In base alla legge italiana, i richiedenti asilo possono avere accesso ai centri di accoglienza dopo che sono stati ufficialmente registrati. Questo processo può protrarsi per anni dopo la presentazione della domanda iniziale. Durante questo periodo, le persone che non hanno il denaro sufficiente a permettersi un normale alloggio, devono chiedere ospitalità ad amici oppure vivere per la strada. Questo è proprio ciò che accaduto anche ad Asharaf. Grazie al suo spirito indomito, Asharaf non si è però lasciato demoralizzare e non è rimasto a lungo per la strada. Dopo aver svolto diversi lavori nel settore dell'edilizia, Asharaf ha deciso di investire i suoi risparmi per aprire un ostello a Venezia. Il successo è stato tale che dopo poco ne ha aperto un secondo e assieme ad esso un ristorante take away.
La storia di Asharaf Barati è diventata anche un documentario dal titolo “Behind Venice Luxury – a Hazara in Italy” (Dietro al lusso di Venezia – Un Hazara in Italia), diretto dal regista Amin Wahidi.

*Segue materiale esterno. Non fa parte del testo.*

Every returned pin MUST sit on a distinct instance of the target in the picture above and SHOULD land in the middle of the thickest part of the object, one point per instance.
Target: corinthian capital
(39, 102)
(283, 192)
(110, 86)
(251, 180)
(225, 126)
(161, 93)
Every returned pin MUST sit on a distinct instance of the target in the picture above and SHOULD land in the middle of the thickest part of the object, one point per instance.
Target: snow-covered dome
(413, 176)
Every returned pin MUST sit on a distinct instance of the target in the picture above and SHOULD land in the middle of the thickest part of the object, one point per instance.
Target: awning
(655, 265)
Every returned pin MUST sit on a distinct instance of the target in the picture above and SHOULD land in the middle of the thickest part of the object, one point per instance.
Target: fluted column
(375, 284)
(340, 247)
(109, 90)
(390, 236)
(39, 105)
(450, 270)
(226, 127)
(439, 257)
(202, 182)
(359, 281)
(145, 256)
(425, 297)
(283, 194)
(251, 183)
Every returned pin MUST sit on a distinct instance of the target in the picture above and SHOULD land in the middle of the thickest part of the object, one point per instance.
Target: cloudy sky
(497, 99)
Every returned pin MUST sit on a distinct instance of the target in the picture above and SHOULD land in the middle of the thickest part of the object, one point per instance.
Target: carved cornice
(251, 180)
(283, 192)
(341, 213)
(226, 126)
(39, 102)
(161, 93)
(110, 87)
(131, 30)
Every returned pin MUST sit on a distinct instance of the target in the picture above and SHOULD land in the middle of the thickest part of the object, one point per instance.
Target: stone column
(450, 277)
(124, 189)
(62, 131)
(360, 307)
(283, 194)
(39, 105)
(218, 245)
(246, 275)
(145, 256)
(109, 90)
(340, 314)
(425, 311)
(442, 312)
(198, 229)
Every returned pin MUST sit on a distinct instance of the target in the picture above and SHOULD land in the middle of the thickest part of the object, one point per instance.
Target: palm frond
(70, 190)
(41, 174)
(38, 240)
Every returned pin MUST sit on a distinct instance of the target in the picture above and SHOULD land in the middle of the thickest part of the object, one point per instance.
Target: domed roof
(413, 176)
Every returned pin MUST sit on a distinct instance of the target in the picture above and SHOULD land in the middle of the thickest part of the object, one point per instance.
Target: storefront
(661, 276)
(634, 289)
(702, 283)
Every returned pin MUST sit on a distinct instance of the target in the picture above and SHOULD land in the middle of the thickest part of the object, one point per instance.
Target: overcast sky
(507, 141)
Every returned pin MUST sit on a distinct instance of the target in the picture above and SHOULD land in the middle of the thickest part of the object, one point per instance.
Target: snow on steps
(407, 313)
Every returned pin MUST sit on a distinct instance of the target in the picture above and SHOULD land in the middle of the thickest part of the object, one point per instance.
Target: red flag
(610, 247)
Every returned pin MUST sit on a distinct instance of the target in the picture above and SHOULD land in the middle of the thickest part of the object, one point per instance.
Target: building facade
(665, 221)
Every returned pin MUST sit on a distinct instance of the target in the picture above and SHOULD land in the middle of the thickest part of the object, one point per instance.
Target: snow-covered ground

Il film ha vinto la 24esima edizione del Premio Città di Venezia 2017.
Le ambizioni personali di Asharaf si estendono oltre il settore dell'ospitalità e della vendita al dettaglio e puntano verso la terra che ha dovuto abbandonare ancora bambino. “Dove c'è rischio c'è anche opportunità”, dice Asharaf con un sorriso. “Voglio investire in Afghanistan. Non mi sono mai dimenticato il mio paese e non posso vivere sapendo che la mia gente sta soffrendo. Sto pensando di avviare un progetto per gli agricoltori delle province più povere e in particolare per le donne, che rappresentano la metà della società e che devono godere delle stesse opportunità degli altri”. Asharaf sta pensando anche di aprire una fabbrica a Kabul, dove le persone possano imparare le tecniche di confezionamento e conservazione. “In questo modo”, dice, “saranno in grado di vendere le eccedenze al mercato e potranno migliorare la loro condizione finanziaria”. Per Asharaf, il percorso per diventare un imprenditore di successo ha comportato passare dal dubbio e l'incertezza alla stabilità e alla prosperità. Avendo sperimentato tutto questo sulla propria pelle, Asharaf desidera aiutare l'Afganistan ad intraprendere lo stesso percorso.